The effects of the collapse were of course uneven. Although Egypt entered a period of decline, it retained a cultural continuity between the Bronze and Iron Ages. In other regions the change was more stark. In the Aegean the late Bronze Age was followed by a Dark Age, when the loss of long-distance trade and the breakdown of great bureaucratic states caused a fragmentation into smaller, more backward societies. This had a significant affect upon artistic production. Monumental buildings were no longer built, pottery designs became simpler, the Linear B script fell into disuse, craft output fell and the resources spent on art declined.

Though the collapse was a period of destruction and decline, there was also a positive opportunity for rebirth. The loss by Egypt of its territories in the Levant and the disintegration of the Hittite empire in Anatolia created the space for new, smaller cultures like the Phoenicians, inventors of the alphabet, or the Lydians, inventors of coinage, to emerge as commercial powers. And in time the recovery would bring a new wave of cultures. Among them was a culture whose art is often held up as one of humanity’s highest achievements – the ancient Greeks – whom we will examine presently.

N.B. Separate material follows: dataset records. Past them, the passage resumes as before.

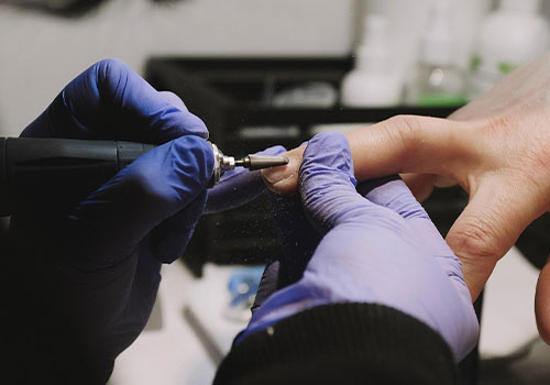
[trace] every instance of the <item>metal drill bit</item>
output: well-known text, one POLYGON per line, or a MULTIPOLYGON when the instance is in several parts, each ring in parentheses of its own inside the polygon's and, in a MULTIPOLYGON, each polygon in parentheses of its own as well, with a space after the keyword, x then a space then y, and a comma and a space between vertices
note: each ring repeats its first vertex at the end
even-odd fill
POLYGON ((216 186, 221 176, 235 167, 245 167, 250 170, 270 168, 276 166, 284 166, 288 163, 286 156, 271 156, 271 155, 246 155, 243 158, 237 160, 234 156, 223 155, 223 153, 213 143, 210 143, 213 151, 213 175, 210 180, 209 187, 216 186))
POLYGON ((262 169, 270 167, 284 166, 288 163, 286 156, 271 156, 271 155, 248 155, 243 158, 235 161, 237 167, 246 167, 250 170, 262 169))

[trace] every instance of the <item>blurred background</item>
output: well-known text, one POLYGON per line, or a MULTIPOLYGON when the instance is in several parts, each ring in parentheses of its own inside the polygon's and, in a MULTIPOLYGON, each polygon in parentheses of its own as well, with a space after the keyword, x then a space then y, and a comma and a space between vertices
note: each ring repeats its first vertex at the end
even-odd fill
MULTIPOLYGON (((0 134, 107 57, 179 95, 237 155, 398 113, 447 117, 548 51, 548 0, 0 0, 0 134)), ((426 207, 444 234, 466 201, 450 189, 426 207)), ((278 252, 268 217, 260 197, 201 221, 112 385, 211 381, 278 252)), ((526 231, 476 304, 464 384, 550 383, 532 305, 549 230, 547 215, 526 231)))

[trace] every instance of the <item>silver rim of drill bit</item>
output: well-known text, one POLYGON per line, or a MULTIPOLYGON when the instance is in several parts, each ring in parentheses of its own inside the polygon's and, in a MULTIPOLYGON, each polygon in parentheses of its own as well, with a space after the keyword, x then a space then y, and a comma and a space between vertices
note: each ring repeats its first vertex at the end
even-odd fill
POLYGON ((235 158, 233 156, 223 155, 216 144, 212 142, 209 143, 212 146, 213 152, 213 173, 209 186, 213 187, 220 182, 221 176, 227 170, 235 168, 235 158))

Human history was also on the cusp of a new phase of civilisation, characterised by a technology that would change the world: iron.




[1] Robert Drews, The End of the Bronze Age (1995).
[2] Egypt’s period of decline occasioned the first recorded labour strike in history in ca.1170 BCE, when food rations failed to be provided for the skilled artisans in Deir el-Medina.
[3] Donald Preziosi and Louise A. Hitchcock, Aegean Art and Architecture (1999).
[4] Gordon Childe, Man Makes Himself (1936). This article draws upon Childe’s thesis from chapter 9 on ‘the acceleration and retardation of progress’.
[5] For a fuller list see Childe, op. cit.
[6] Karl Marx, Preface to the Contribution to the Critique of Political Economy (1859).
[7] In the process of creating military machines, kings increasingly recruited mercenaries from their frontiers: Libyans and Asiatics for Egypt, peoples from Asia Minor for the Hittites, the Dorians for the Mycenaeans. These ‘fringe’ peoples, armed and organised, acquired the military capacity to bring down their employers.
[8] Marx and Engels, The Communist Manifesto (1848).